Her research and scholarship focus primarily on international cultural heritage law and on cultural identity in the domestic and international spheres. She served as an expert advisor on cultural property issues at the U.S. Department of State and chaired the Cultural Heritage and the Arts Interest Group of the American Society of International Law. She has presented widely on issues concerning the legal protection of cultural sites and artifacts, including at the U.S. Senate, U.S. Department of State, Acropolis Museum, Chatham House (Royal Institute of Foreign Affairs, London), and leading universities worldwide. Her publications include Intersections in International Cultural Heritage Law (as co-editor and contributor) and a forthcoming book on Safeguarding Cultural Property During Armed Conflict. In addition, she has authored book chapters on public international law and also been published in the Minnesota Law Review, the Washington Law Review, the Stanford Journal of International Law, the American Journal of International Law, the British Year Book of International Law, the American Journal of Legal History, among others. She also serves as a deputy editor and reviewer for a variety of peer-reviewed publications.

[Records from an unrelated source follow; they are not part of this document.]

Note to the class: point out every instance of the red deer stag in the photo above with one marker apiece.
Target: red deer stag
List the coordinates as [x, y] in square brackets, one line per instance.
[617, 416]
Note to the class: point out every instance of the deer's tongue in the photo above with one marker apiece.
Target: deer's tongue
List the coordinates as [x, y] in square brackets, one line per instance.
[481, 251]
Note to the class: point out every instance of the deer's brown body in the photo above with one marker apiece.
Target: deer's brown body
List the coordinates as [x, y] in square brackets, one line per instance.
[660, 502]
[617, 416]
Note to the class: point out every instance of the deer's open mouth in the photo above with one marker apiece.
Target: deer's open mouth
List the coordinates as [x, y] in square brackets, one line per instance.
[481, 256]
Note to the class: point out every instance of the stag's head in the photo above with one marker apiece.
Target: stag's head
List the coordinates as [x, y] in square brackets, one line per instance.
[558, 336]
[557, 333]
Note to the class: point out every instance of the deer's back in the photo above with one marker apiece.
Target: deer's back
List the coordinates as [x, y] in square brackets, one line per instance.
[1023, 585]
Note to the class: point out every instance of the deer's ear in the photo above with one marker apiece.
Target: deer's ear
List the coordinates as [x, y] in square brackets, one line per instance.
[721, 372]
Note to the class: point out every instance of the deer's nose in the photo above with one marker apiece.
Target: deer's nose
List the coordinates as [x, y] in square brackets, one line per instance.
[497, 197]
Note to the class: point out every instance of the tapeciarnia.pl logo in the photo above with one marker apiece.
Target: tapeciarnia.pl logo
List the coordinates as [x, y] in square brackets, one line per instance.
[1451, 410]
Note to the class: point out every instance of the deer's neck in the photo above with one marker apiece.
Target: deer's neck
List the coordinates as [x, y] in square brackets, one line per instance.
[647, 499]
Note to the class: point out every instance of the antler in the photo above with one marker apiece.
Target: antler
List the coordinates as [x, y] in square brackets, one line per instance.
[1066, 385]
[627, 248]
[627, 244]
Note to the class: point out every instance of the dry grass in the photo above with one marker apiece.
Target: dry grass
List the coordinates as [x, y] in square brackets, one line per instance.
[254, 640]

After law school, Professor Carstens clerked for Judge Diana Gribbon Motz on the United States Court of Appeals for the Fourth Circuit and practiced litigation in Washington and in London at Wilmer Cutler Pickering Hale and Dorr. She received her J.D. from Georgetown Law, where she served as Executive Articles Editor of the Georgetown Law Journal. She also holds bachelor’s and master’s degrees from the University of Virginia and a DPhil in Law (Public International Law) from Oxford University. During her doctoral studies, she was competitively selected by the Oxford Law Faculty for a research residency at Yale Law School and awarded a grant for summer study at the Hague Academy of International Law.